Arrogance may ultimately be the reason three California Democratic state senators, Leland Yee, Ron Calderon, and Roderick Wright, who were recently suspended with pay because of legal troubles.
It started as a small leak, when Wright was convicted on fraud charges for falsifying his address so he could get elected in the district where he did not live. Not long after Wright's conviction, Calderon was indicted on federal corruption charges.
Calderon is charged with accepting nearly $100,000 in bribes as well as gourmet meals and high-priced golf games in exchange for actions on legislation.
If Calderon's actions symbolized a noticeable crack in the Democrat's supermajority, the dam burst with the news of Yee. The San Francisco Democrat has been indicted on charges that seem more appropriate for a Martin Scorsese movie, including attempting to facilitate arms sales to a terrorist group.
Granted, such charges alone do not necessarily lead to a conviction. But it is disconcerting when those who have achieved their positions by gaining the public's trust would be accused of such infractions.
When one party, as the Democrats in California, dominate the Legislature as well as hold every constitutional office statewide it usually suggests two possibilities.
First, the opposition, as indicated by the state of California's Republican Party, is weak. California Democrats recent domination speaks more about Republican ineptitude than the superiority of Democratic ideas. Second, a political party that is as dominant as Democrats in recent years will eventually be infiltrated by arrogance.
Not to mitigate the seriousness of the charges against the senators, but it is predictable that single political party domination in a two-party system will lead to unbridled arrogance.
House Republicans experienced similar in the previous decade, led by the conviction of Majority Leader Tom DeLay.
Though politicians may argue to the contrary, both parties need each other. It is a key counterbalance that can guard against overextension and the unhealthy reliance on self-importance.
Yee, Calderon, and Wright are the latest examples of political arrogance, resulting from single party domination. But the irony is that California can only demonstrate some semblance of normalcy when it has one-party domination that will inevitably lead to arrogance and corruption.
California is in the bottom quartile in poverty, unemployment, and student achievement. It is still burdened by debt, and unfunded pension liabilities that some estimates have in excess of $350 billion.
Meanwhile, California is thrown back into a debilitating status quo--a de facto single dominant party system with minority rule when there is no supermajority.
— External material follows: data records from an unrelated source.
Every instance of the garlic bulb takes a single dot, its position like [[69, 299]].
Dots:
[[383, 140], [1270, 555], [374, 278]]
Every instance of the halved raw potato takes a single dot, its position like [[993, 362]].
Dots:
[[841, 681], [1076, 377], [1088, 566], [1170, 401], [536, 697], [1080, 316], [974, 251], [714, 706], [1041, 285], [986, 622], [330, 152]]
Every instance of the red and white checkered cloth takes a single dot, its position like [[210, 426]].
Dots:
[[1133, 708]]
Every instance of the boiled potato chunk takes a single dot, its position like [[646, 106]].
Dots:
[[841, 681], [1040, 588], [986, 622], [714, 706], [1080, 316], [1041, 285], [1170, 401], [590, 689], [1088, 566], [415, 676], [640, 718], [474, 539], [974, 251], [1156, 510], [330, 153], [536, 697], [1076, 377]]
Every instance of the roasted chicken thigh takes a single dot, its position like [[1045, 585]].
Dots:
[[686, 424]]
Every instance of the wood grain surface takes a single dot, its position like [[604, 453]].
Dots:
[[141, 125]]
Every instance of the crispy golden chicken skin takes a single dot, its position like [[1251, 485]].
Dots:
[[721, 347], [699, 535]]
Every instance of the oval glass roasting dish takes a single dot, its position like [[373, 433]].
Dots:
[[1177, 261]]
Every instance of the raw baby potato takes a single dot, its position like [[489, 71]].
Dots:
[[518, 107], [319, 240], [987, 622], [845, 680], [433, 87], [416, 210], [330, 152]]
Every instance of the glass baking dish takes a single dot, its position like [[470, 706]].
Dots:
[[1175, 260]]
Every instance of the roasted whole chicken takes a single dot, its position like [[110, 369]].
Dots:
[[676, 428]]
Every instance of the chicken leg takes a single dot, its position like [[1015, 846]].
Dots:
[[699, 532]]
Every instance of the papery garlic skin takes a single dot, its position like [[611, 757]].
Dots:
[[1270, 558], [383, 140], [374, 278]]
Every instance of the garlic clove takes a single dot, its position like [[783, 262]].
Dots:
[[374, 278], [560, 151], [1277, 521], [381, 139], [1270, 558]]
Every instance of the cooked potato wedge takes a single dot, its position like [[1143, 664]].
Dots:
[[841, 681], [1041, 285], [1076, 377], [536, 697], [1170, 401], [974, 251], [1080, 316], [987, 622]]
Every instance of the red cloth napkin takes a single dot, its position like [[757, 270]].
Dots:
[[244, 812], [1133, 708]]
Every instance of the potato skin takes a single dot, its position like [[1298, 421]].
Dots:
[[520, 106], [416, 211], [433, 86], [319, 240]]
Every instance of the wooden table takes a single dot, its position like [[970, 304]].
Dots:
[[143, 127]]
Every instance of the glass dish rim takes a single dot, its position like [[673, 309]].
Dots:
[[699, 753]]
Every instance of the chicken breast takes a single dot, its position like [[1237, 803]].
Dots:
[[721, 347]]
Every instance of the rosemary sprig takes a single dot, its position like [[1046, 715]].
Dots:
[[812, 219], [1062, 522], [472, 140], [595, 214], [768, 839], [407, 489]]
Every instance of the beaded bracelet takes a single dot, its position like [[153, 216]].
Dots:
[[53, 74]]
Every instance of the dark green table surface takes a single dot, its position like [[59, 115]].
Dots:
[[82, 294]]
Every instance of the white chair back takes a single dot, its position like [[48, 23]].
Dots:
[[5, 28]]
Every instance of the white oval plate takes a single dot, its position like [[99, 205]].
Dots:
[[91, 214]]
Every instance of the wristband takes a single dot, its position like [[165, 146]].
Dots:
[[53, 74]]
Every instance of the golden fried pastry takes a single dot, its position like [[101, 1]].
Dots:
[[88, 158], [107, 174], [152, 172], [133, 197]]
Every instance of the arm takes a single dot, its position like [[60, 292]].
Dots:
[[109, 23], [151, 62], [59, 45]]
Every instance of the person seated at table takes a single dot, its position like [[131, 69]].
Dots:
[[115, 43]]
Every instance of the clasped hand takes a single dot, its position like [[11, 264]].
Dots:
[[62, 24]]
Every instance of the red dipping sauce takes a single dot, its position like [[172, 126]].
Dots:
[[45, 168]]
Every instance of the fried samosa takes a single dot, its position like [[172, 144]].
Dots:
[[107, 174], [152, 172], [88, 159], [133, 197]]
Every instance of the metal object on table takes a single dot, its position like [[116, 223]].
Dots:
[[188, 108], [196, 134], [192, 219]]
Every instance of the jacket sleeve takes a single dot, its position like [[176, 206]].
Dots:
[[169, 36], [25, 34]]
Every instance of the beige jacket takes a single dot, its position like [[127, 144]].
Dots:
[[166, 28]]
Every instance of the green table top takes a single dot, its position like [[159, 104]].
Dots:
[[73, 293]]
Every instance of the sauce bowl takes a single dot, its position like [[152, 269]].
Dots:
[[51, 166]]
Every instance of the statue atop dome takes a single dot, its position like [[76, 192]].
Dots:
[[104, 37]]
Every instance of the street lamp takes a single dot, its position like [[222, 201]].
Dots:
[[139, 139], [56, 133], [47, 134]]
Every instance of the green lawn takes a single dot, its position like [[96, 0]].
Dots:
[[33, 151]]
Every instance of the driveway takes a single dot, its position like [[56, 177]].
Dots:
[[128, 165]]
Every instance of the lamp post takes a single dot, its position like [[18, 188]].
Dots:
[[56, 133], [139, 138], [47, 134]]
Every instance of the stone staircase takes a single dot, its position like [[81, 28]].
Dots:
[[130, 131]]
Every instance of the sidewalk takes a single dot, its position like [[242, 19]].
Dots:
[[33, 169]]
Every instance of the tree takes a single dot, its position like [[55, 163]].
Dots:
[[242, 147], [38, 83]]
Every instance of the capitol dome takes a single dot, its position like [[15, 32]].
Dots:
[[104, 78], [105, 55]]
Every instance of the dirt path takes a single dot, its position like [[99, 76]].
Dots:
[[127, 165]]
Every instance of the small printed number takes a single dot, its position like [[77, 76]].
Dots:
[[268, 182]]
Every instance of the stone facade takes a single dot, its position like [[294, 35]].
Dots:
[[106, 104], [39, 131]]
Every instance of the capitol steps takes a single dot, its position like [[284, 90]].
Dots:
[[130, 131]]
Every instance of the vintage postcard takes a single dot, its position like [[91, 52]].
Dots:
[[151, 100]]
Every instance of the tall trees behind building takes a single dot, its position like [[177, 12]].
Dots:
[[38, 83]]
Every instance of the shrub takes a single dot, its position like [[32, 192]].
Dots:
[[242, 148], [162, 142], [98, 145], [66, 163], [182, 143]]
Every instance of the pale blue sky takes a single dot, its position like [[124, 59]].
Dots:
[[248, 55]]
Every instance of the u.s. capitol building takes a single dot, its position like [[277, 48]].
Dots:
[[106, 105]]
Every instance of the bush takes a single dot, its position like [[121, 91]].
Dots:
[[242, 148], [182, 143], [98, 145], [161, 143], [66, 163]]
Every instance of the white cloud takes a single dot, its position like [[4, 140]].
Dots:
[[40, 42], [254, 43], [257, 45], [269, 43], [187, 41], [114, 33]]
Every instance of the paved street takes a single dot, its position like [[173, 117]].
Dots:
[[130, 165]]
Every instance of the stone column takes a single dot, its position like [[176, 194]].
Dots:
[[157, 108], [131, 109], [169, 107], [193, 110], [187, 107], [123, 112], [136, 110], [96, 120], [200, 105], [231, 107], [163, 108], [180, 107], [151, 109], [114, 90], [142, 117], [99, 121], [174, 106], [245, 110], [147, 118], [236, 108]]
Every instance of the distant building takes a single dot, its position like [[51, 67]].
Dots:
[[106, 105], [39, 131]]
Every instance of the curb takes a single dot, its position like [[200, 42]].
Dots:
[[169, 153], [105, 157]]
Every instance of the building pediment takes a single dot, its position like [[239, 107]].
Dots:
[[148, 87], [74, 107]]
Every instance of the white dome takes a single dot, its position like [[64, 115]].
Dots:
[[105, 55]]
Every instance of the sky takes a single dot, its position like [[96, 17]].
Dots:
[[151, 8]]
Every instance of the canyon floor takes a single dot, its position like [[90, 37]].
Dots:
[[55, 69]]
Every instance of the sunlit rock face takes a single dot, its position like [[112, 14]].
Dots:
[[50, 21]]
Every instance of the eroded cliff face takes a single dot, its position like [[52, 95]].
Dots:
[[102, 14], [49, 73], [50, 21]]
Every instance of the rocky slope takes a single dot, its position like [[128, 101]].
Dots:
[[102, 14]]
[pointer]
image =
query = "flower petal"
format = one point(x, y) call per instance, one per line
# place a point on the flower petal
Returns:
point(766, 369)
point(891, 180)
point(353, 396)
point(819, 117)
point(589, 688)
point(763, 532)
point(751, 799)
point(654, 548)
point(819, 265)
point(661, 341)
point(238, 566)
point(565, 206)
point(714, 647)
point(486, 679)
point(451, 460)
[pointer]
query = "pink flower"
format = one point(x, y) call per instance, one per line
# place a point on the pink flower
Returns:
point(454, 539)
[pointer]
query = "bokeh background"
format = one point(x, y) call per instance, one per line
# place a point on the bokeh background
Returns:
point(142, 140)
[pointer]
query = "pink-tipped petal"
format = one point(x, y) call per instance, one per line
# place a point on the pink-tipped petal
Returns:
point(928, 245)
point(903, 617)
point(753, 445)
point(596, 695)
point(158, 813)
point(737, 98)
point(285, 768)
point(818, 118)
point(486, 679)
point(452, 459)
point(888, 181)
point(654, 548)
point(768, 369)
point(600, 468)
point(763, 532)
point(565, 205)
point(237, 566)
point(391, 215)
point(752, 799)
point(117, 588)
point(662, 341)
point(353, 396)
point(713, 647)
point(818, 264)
What does it say about the state, if securing a supermajority is the only way California can appear manageable? Though understandable, expelling Yee, Calderon, and Wright does not solve what ails the state. The recent corruption and arrogance are merely the latest symptoms of a malady that has plagued California for decades.
So where do we go from here?
For starters, Democrats need a viable Republican Party to compete against them. Republicans need a political vision reflective of the state. And the electorate must come to the conclusion that the initiative process has proven to be an equal partner in cultivating California's dysfunctional culture.